After the early years, 2011 shows as a turning point, when Facebook started with targeted advertising and the Austrian Max Schrems began his legal crusade. Recently, the privacy battle is picking up even more momentum. According to the Landgericht Berlin (January 16, 2018), Facebook acts unlawfully towards its users by certain standard settings and hidden and unclear consent statements. A month later, a Brussels judge followed the view of the national privacy regulator: Facebook does not provide Belgian users with sufficient information about the collection of their Internet behavior, what the company does with the data and how long the data is retained. The by statute law required permission is also lacking. On May 16, 2018, the Dutch privacy regulator held that the social network violated applicable pre-GDPR privacy legislation too.
Cyber threats normally come from the usual suspects.
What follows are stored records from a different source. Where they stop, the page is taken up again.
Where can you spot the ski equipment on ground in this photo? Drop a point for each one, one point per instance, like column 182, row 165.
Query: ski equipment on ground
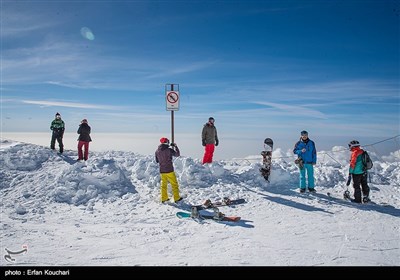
column 224, row 202
column 267, row 158
column 218, row 216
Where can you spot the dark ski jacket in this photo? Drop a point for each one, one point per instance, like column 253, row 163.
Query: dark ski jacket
column 58, row 127
column 164, row 155
column 209, row 134
column 310, row 155
column 84, row 132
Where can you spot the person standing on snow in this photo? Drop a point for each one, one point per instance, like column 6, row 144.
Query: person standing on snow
column 83, row 140
column 209, row 139
column 357, row 173
column 305, row 149
column 164, row 155
column 58, row 127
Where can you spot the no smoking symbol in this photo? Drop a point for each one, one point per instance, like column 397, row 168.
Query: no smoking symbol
column 172, row 97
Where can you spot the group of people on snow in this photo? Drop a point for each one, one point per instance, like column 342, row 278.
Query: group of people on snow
column 304, row 148
column 57, row 127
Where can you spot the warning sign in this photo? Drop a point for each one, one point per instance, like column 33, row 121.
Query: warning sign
column 172, row 98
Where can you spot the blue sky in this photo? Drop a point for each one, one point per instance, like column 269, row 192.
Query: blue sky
column 260, row 68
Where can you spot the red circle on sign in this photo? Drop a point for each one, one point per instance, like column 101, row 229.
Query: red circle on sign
column 172, row 97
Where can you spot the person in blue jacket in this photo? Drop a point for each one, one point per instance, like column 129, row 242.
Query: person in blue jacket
column 305, row 149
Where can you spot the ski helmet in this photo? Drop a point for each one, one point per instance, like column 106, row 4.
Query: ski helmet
column 354, row 143
column 164, row 140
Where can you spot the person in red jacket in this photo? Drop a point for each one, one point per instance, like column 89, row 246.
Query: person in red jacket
column 164, row 154
column 357, row 173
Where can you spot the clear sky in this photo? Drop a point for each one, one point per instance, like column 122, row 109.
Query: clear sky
column 260, row 68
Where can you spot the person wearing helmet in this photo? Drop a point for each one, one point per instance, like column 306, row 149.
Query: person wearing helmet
column 83, row 140
column 58, row 127
column 306, row 151
column 164, row 154
column 209, row 139
column 357, row 173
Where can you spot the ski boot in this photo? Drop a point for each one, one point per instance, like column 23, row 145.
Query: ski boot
column 195, row 213
column 207, row 203
column 218, row 216
column 226, row 201
column 346, row 195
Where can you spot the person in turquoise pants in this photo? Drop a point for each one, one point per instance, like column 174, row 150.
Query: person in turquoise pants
column 306, row 151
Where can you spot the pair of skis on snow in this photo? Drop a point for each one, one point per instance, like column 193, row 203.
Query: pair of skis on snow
column 216, row 215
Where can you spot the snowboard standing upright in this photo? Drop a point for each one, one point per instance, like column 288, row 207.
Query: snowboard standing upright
column 267, row 158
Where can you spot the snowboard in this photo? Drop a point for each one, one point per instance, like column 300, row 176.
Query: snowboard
column 346, row 197
column 225, row 202
column 183, row 215
column 267, row 158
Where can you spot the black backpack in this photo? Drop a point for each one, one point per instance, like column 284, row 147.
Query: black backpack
column 366, row 160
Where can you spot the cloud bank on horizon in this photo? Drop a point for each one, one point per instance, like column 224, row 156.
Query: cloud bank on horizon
column 261, row 69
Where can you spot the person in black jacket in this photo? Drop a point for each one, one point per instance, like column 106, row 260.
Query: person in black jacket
column 164, row 154
column 58, row 127
column 83, row 140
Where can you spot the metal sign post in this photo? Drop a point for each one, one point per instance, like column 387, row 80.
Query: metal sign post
column 172, row 100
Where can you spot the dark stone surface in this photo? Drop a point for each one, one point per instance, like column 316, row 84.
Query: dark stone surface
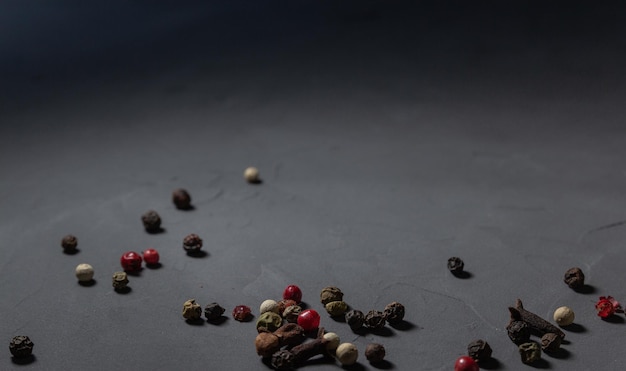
column 389, row 137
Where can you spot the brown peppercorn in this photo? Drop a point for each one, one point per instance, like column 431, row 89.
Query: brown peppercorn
column 21, row 347
column 192, row 243
column 455, row 265
column 181, row 199
column 479, row 350
column 518, row 331
column 213, row 312
column 530, row 352
column 375, row 352
column 120, row 281
column 375, row 319
column 574, row 278
column 550, row 342
column 394, row 313
column 69, row 243
column 151, row 221
column 191, row 310
column 329, row 294
column 336, row 308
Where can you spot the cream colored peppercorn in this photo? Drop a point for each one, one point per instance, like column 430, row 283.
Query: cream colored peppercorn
column 251, row 175
column 333, row 343
column 564, row 316
column 268, row 305
column 84, row 272
column 347, row 354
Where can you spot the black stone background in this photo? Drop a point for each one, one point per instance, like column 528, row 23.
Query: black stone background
column 390, row 136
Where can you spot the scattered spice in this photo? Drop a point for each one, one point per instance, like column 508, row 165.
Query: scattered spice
column 455, row 265
column 355, row 319
column 242, row 313
column 564, row 316
column 479, row 350
column 181, row 199
column 330, row 294
column 574, row 278
column 69, row 243
column 336, row 308
column 151, row 221
column 530, row 352
column 192, row 243
column 213, row 312
column 251, row 175
column 347, row 354
column 269, row 321
column 374, row 352
column 84, row 272
column 191, row 310
column 21, row 346
column 375, row 319
column 394, row 313
column 538, row 325
column 120, row 281
column 550, row 342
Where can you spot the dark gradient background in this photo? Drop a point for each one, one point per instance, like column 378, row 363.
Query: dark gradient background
column 390, row 136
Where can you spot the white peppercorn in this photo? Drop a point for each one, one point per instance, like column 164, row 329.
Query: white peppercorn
column 84, row 272
column 347, row 354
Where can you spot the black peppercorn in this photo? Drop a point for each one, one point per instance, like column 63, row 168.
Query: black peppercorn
column 394, row 313
column 479, row 350
column 574, row 278
column 375, row 319
column 181, row 199
column 355, row 319
column 21, row 347
column 375, row 352
column 192, row 243
column 455, row 265
column 151, row 221
column 213, row 312
column 69, row 243
column 518, row 331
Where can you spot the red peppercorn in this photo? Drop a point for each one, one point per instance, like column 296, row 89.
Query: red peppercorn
column 466, row 363
column 293, row 292
column 131, row 261
column 309, row 319
column 242, row 313
column 151, row 256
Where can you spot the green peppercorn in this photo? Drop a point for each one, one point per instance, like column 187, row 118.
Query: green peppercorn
column 336, row 308
column 269, row 321
column 329, row 294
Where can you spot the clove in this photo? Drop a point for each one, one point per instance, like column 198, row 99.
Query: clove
column 288, row 359
column 538, row 326
column 267, row 343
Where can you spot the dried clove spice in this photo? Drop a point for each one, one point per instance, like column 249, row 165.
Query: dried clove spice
column 574, row 278
column 538, row 325
column 479, row 350
column 550, row 342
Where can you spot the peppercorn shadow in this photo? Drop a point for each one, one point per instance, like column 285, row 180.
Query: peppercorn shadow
column 491, row 364
column 89, row 283
column 586, row 289
column 614, row 319
column 560, row 353
column 23, row 361
column 383, row 365
column 575, row 327
column 197, row 254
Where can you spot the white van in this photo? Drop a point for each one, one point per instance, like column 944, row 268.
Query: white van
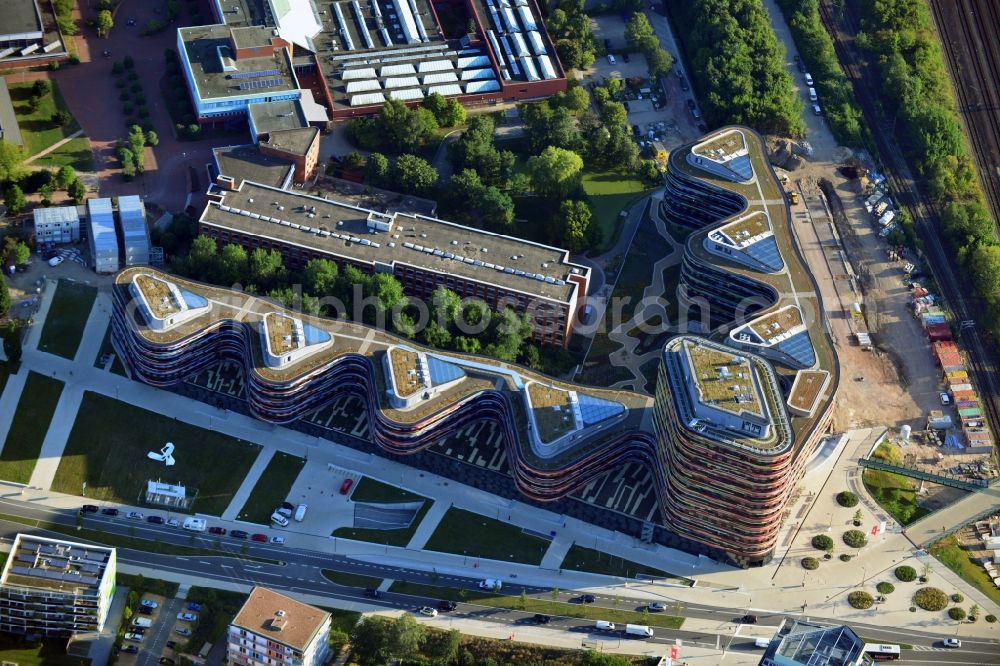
column 195, row 524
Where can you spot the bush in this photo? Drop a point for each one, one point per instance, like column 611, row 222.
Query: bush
column 847, row 499
column 855, row 538
column 931, row 598
column 822, row 542
column 860, row 599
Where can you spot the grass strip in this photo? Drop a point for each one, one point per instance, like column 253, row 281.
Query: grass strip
column 28, row 429
column 351, row 579
column 533, row 605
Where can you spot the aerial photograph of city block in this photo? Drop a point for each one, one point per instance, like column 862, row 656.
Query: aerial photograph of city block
column 499, row 332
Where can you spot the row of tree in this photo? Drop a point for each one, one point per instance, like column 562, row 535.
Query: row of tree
column 738, row 65
column 816, row 50
column 449, row 322
column 900, row 35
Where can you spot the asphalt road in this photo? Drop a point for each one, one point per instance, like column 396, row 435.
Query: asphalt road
column 298, row 570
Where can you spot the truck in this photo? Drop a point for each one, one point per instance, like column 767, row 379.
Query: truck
column 640, row 630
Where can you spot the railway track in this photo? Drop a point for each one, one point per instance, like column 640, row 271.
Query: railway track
column 971, row 50
column 982, row 360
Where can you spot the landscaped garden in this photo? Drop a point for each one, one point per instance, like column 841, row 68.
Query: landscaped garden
column 107, row 450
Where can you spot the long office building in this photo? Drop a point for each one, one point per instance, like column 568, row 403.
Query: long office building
column 347, row 58
column 423, row 253
column 737, row 420
column 56, row 588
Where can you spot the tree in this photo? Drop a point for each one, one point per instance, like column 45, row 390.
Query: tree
column 414, row 174
column 574, row 225
column 105, row 21
column 233, row 264
column 405, row 635
column 10, row 161
column 555, row 172
column 377, row 169
column 14, row 198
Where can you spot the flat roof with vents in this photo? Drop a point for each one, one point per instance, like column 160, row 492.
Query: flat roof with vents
column 54, row 564
column 349, row 231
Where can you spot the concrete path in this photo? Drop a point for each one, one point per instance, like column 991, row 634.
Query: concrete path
column 253, row 476
column 54, row 146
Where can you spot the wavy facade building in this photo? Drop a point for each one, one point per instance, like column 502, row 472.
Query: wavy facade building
column 737, row 416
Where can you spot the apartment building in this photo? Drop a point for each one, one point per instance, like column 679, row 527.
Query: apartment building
column 274, row 630
column 55, row 588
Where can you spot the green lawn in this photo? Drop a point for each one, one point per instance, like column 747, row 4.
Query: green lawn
column 107, row 449
column 376, row 492
column 76, row 153
column 27, row 431
column 37, row 128
column 351, row 580
column 68, row 313
column 14, row 650
column 610, row 193
column 539, row 605
column 272, row 488
column 466, row 533
column 958, row 560
column 588, row 559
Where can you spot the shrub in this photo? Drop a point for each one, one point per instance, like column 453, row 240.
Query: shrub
column 855, row 538
column 847, row 499
column 860, row 599
column 930, row 598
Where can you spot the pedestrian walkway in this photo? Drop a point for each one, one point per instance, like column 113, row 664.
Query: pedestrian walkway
column 253, row 476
Professional criminals, the accidental law-breaking student, terrorists, and spies of certain nations. We classify these threats under cybercrime and cybersecurity is the defense weaponry. If you look at the danger of digital threats more broadly, disruptive companies are also guilty of this. They create societal and individual uncertainty and violate laws and regulations indeed – as a part of their normal business strategy, for shareholder value. And there is Volkswagen cum sui, who signed up to the list of companies who are a deploying IT differently. This category of misbehaviors excels in manipulation, using code to mislead. Once more, they constitute a digital threat to users, competitors, regulators, the government and society as a whole. Yet another and even paramount digital threat arises from poor digital quality in general and faulty software in particular. What every individual IT user (organization) needs, is digital quality by design. But what he gets, sometimes, is a patch. And last but not least, human failure scores at the main cause of formally reported personal data breaches in the Netherlands. Thanks to the Internet of Things, everything becomes smart. Now mankind. Open your eyes.